New research suggests bouts of forgetfulness could be caused by a safety mechanism in the brain designed to make sure we're not overloaded with information. In other words, it's a healthy part of the brain's operation.
That might come as a relief if you're always forgetting where you left your house keys, but it could also teach us more about how the brain operates, something scientists are still trying to figure out.
According to the two researchers from the University of Toronto in Canada, memory isn't intended to help transmit the most accurate information, but rather the most useful information that can help us make smart decisions in the future.
"It's important that the brain forgets irrelevant details and instead focuses on the stuff that's going to help make decisions in the real world," explains one of the researchers, Blake Richards.
Richards and his colleague Paul Frankland reviewed previously published papers taking different approaches to the idea of memory. Some looked at the neurobiology of remembering, or persistence, while others looked at the neurobiology of forgetting, or transience.
"We find plenty of evidence from recent research that there are mechanisms that promote memory loss, and that these are distinct from those involved in storing information," says Frankland.
The researchers found evidence of the deliberate weakening of the synaptic connections between neurons that help to encode memories, as well as signs that new neurons overwriting existing memories, to make them harder to access.
So why is the brain spending time trying to make us forget? Richards and Frankland think there are two reasons.
One, forgetting helps us adjust to new situations by letting go of memories we don't need – so if your favourite coffee shop has moved to the other side of town, forgetting its old location helps you remember the new one.
Second, forgetting allows us to generalise past events to help us make decisions about new ones, a concept known in artificial intelligence as regularisation.
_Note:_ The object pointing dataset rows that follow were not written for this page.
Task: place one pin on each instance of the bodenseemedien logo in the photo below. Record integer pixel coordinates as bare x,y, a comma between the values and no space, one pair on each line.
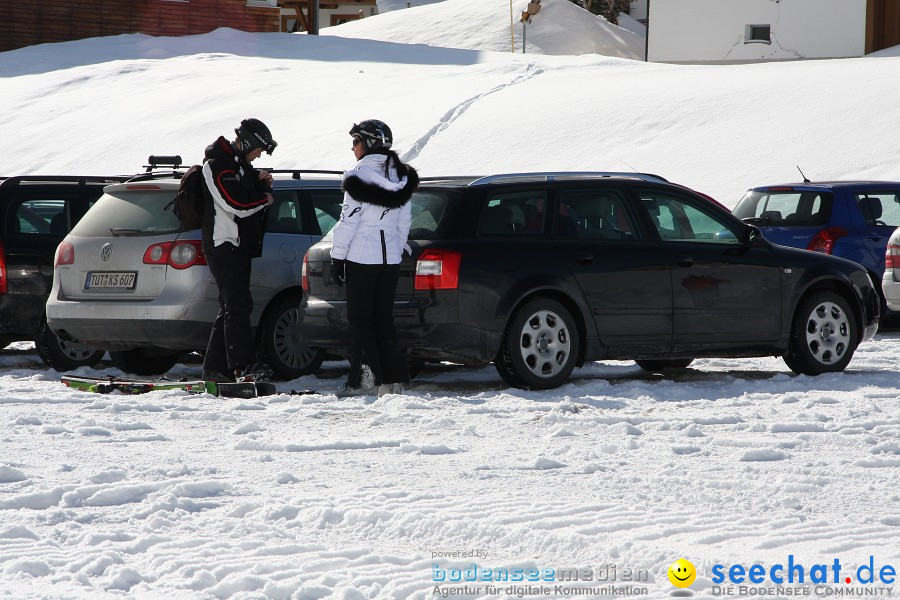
682,573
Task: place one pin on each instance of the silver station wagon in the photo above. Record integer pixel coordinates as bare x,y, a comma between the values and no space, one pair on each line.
129,281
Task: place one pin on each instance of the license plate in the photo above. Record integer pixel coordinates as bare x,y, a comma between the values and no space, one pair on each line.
110,280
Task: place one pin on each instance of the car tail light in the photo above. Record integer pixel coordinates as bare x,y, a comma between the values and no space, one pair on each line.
304,272
438,270
825,239
4,276
892,256
179,255
65,254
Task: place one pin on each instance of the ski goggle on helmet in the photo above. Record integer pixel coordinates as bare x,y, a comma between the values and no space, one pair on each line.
254,134
373,133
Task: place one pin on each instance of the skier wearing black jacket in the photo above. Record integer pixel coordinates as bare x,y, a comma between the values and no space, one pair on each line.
236,198
368,244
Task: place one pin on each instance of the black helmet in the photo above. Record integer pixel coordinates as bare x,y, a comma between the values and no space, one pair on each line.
253,134
374,134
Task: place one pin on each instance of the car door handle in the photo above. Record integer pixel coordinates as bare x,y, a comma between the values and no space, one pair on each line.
584,259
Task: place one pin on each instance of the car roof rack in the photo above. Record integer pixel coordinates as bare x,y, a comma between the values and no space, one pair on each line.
297,173
554,175
79,179
172,161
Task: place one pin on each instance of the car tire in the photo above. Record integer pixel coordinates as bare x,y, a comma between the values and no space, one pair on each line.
62,355
281,343
539,348
823,335
656,365
145,361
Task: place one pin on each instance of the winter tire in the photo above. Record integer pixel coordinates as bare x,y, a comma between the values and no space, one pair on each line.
145,361
281,341
539,347
62,355
659,365
823,335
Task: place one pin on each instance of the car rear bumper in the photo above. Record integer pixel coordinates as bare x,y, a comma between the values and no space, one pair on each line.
425,330
891,290
116,326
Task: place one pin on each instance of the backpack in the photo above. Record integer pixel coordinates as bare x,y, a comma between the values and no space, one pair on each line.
188,202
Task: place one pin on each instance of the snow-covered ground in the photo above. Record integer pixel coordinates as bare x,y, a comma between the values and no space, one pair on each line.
173,496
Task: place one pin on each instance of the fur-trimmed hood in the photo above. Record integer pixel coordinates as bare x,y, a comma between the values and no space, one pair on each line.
367,183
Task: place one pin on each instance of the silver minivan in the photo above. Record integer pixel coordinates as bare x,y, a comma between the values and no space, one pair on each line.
128,280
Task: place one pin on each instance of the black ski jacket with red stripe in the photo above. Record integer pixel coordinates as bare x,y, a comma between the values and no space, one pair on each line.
235,200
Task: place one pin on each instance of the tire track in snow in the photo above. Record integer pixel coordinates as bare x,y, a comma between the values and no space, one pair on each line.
457,111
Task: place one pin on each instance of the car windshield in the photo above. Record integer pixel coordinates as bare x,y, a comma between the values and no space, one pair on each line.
428,210
128,213
787,207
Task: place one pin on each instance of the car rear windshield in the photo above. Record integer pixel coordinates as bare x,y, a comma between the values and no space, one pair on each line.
429,207
785,208
129,213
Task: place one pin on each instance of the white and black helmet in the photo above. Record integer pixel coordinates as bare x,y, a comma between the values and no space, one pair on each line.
253,134
373,133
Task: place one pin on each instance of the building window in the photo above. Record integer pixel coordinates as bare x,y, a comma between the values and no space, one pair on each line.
759,34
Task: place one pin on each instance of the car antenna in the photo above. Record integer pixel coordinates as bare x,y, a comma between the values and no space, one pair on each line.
627,165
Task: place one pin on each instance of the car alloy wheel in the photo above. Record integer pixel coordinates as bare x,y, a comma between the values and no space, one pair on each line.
828,333
824,335
540,346
545,343
282,343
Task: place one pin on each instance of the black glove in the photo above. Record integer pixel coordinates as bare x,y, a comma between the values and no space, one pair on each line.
338,271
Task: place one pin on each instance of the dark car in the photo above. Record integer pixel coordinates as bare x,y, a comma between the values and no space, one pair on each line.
850,219
36,213
540,274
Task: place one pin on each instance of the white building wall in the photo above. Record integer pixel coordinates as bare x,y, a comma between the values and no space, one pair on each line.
714,30
638,9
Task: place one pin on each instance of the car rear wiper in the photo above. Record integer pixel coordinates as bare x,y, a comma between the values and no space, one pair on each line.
117,231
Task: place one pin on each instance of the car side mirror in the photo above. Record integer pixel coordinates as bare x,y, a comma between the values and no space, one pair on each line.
754,235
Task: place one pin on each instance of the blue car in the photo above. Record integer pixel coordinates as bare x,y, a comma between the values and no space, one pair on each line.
850,219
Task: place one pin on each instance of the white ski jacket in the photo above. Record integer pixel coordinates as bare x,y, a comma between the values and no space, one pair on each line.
376,213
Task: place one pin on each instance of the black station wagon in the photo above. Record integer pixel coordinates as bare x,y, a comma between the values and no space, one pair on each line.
539,273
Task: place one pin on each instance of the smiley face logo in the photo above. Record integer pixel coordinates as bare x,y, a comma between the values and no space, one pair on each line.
682,573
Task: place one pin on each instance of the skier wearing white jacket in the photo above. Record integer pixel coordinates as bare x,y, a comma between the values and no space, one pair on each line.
367,247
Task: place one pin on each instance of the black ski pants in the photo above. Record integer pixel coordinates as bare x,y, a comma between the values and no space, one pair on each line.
371,290
231,340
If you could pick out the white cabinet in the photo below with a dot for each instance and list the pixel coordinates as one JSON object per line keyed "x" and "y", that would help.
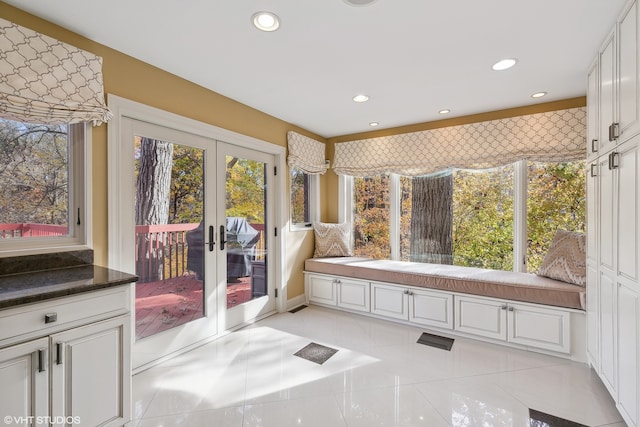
{"x": 518, "y": 323}
{"x": 87, "y": 373}
{"x": 342, "y": 292}
{"x": 25, "y": 378}
{"x": 321, "y": 289}
{"x": 613, "y": 215}
{"x": 353, "y": 294}
{"x": 420, "y": 306}
{"x": 78, "y": 368}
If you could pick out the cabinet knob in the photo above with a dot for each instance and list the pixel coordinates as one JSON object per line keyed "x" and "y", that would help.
{"x": 50, "y": 317}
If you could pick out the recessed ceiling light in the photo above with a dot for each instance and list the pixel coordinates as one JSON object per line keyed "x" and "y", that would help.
{"x": 359, "y": 2}
{"x": 265, "y": 21}
{"x": 504, "y": 64}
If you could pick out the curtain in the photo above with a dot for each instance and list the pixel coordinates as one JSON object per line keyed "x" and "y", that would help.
{"x": 546, "y": 137}
{"x": 46, "y": 81}
{"x": 306, "y": 154}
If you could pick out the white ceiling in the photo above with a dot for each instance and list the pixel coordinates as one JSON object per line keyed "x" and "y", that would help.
{"x": 412, "y": 57}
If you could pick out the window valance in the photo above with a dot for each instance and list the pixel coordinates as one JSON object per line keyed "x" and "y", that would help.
{"x": 547, "y": 137}
{"x": 306, "y": 154}
{"x": 43, "y": 80}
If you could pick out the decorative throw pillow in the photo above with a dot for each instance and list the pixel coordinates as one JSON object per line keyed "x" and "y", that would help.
{"x": 566, "y": 258}
{"x": 332, "y": 239}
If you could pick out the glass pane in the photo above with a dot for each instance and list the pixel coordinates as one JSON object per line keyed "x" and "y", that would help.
{"x": 34, "y": 180}
{"x": 300, "y": 197}
{"x": 556, "y": 199}
{"x": 371, "y": 217}
{"x": 169, "y": 235}
{"x": 483, "y": 218}
{"x": 461, "y": 217}
{"x": 246, "y": 246}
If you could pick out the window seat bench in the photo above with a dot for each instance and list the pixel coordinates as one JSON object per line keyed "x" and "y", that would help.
{"x": 517, "y": 309}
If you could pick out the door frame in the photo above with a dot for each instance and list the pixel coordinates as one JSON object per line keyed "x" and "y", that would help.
{"x": 124, "y": 108}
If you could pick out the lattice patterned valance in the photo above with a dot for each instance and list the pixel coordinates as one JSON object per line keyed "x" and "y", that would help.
{"x": 547, "y": 137}
{"x": 306, "y": 154}
{"x": 43, "y": 80}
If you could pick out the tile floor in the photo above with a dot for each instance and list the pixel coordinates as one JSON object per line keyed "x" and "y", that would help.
{"x": 380, "y": 376}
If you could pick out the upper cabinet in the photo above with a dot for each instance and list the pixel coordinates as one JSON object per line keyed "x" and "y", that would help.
{"x": 614, "y": 87}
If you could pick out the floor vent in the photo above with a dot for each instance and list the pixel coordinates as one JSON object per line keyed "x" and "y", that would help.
{"x": 437, "y": 341}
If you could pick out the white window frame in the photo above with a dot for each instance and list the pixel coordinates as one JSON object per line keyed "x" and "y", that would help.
{"x": 80, "y": 183}
{"x": 314, "y": 204}
{"x": 345, "y": 204}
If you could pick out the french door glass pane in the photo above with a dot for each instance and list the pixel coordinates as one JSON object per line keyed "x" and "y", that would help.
{"x": 169, "y": 235}
{"x": 246, "y": 220}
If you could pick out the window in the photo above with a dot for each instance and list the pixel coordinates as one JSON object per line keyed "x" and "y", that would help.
{"x": 469, "y": 218}
{"x": 371, "y": 220}
{"x": 41, "y": 186}
{"x": 304, "y": 190}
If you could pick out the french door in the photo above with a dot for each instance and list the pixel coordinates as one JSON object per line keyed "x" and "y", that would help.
{"x": 197, "y": 233}
{"x": 244, "y": 251}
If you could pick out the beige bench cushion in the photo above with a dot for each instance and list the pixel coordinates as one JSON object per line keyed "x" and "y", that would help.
{"x": 523, "y": 287}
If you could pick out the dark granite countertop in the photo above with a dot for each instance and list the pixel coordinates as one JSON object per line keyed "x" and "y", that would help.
{"x": 34, "y": 286}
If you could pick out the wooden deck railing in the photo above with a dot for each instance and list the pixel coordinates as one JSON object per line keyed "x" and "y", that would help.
{"x": 162, "y": 250}
{"x": 29, "y": 229}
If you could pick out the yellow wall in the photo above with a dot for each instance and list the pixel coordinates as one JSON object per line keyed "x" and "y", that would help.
{"x": 135, "y": 80}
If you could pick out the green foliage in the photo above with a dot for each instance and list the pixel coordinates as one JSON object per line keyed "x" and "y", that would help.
{"x": 246, "y": 188}
{"x": 33, "y": 173}
{"x": 483, "y": 213}
{"x": 371, "y": 217}
{"x": 483, "y": 218}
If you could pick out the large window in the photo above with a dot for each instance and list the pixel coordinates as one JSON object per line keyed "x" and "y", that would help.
{"x": 469, "y": 218}
{"x": 41, "y": 186}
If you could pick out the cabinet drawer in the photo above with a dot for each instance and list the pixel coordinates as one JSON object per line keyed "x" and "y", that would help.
{"x": 29, "y": 320}
{"x": 431, "y": 308}
{"x": 481, "y": 316}
{"x": 321, "y": 289}
{"x": 539, "y": 327}
{"x": 353, "y": 294}
{"x": 390, "y": 301}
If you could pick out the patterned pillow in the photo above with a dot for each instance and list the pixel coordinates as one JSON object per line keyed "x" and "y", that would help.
{"x": 332, "y": 239}
{"x": 566, "y": 258}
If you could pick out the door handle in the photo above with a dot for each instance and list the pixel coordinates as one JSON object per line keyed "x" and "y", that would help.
{"x": 211, "y": 239}
{"x": 223, "y": 235}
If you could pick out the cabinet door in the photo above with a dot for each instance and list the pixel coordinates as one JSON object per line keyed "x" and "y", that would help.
{"x": 628, "y": 333}
{"x": 24, "y": 377}
{"x": 608, "y": 331}
{"x": 593, "y": 322}
{"x": 628, "y": 170}
{"x": 539, "y": 327}
{"x": 431, "y": 308}
{"x": 390, "y": 301}
{"x": 481, "y": 316}
{"x": 321, "y": 289}
{"x": 592, "y": 211}
{"x": 628, "y": 84}
{"x": 606, "y": 213}
{"x": 607, "y": 76}
{"x": 353, "y": 294}
{"x": 593, "y": 88}
{"x": 91, "y": 373}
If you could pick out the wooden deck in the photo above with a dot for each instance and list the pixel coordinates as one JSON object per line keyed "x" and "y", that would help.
{"x": 166, "y": 304}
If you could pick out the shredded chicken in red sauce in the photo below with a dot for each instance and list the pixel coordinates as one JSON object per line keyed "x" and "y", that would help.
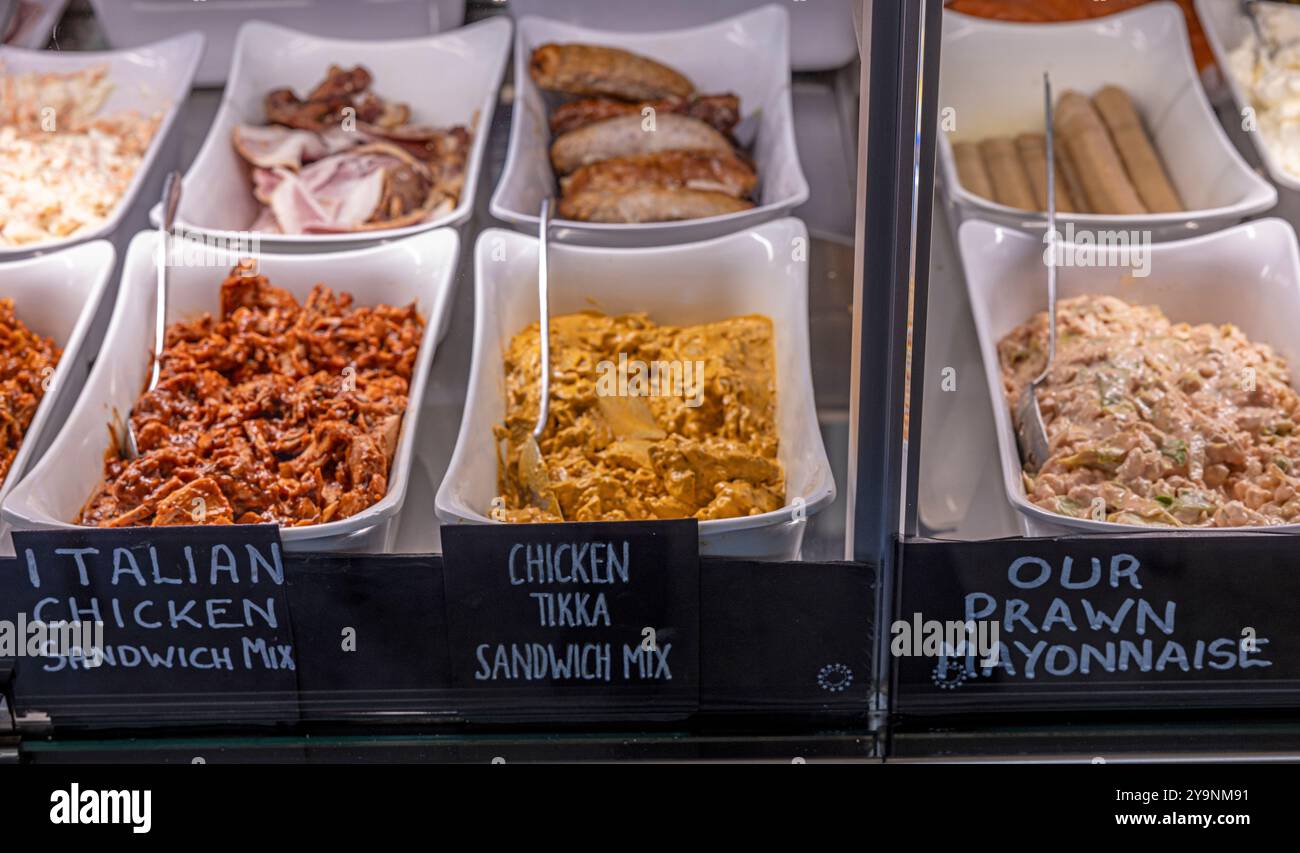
{"x": 1158, "y": 423}
{"x": 26, "y": 362}
{"x": 271, "y": 412}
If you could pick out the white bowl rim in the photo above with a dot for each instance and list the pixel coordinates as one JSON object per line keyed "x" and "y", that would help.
{"x": 741, "y": 217}
{"x": 1015, "y": 496}
{"x": 82, "y": 59}
{"x": 391, "y": 502}
{"x": 349, "y": 239}
{"x": 99, "y": 259}
{"x": 1261, "y": 198}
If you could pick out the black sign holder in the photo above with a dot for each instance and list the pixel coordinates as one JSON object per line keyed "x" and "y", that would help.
{"x": 394, "y": 637}
{"x": 1090, "y": 623}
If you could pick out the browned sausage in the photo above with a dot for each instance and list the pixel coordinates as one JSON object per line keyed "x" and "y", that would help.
{"x": 1034, "y": 154}
{"x": 722, "y": 112}
{"x": 1144, "y": 167}
{"x": 627, "y": 135}
{"x": 648, "y": 204}
{"x": 667, "y": 169}
{"x": 1095, "y": 159}
{"x": 589, "y": 69}
{"x": 1010, "y": 182}
{"x": 970, "y": 169}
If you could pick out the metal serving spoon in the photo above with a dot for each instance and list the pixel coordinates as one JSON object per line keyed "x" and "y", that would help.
{"x": 170, "y": 200}
{"x": 1031, "y": 434}
{"x": 532, "y": 467}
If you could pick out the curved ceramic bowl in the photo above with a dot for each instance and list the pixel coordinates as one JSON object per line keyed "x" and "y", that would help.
{"x": 750, "y": 272}
{"x": 992, "y": 81}
{"x": 1248, "y": 276}
{"x": 419, "y": 269}
{"x": 1225, "y": 29}
{"x": 447, "y": 79}
{"x": 748, "y": 55}
{"x": 129, "y": 24}
{"x": 151, "y": 78}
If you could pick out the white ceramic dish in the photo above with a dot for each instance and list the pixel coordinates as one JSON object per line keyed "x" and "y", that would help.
{"x": 746, "y": 55}
{"x": 419, "y": 268}
{"x": 820, "y": 31}
{"x": 1248, "y": 276}
{"x": 55, "y": 295}
{"x": 151, "y": 78}
{"x": 419, "y": 72}
{"x": 750, "y": 272}
{"x": 1226, "y": 27}
{"x": 992, "y": 81}
{"x": 129, "y": 22}
{"x": 35, "y": 29}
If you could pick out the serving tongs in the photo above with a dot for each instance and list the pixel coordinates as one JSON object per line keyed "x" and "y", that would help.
{"x": 1031, "y": 434}
{"x": 170, "y": 202}
{"x": 532, "y": 467}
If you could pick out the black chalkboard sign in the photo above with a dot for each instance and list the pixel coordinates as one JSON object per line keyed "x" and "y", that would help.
{"x": 575, "y": 620}
{"x": 193, "y": 624}
{"x": 1191, "y": 620}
If you just remember the main gist of your previous visits to the coffee shop rather than every little detail, then it's less work for your brain to work out how to behave the next time you go in.
"If you're trying to navigate the world and your brain is constantly bringing up multiple conflicting memories, that makes it harder for you to make an informed decision," says Richards.
The researchers also think the amount of forgetting we do could depend on the environment, with a faster pace of change requiring a faster pace of forgetting too.
One experiment mentioned in the paper that Frankland was also a part of involved mice looking for a maze. When the location of the maze was moved, mice that were drugged to forget the old location found the new one more quickly.
There's no doubt forgetting information we need to remember too often is a frustrating experience – and maybe the sign of more serious problems – but the new research suggests a certain level of forgetfulness is actually a built-in mechanism designed to make use smarter.
Maybe that's something to mention at the next trivia night at your local bar.
"We always idealise the person who can smash a trivia game, but the point of memory is not being able to remember who won the Stanley Cup in 1972," says Richards.
"The point of memory is to make you an intelligent person who can make decisions given the circumstances, and an important aspect in helping you do that is being able to forget some information."
The research is published in Neuron.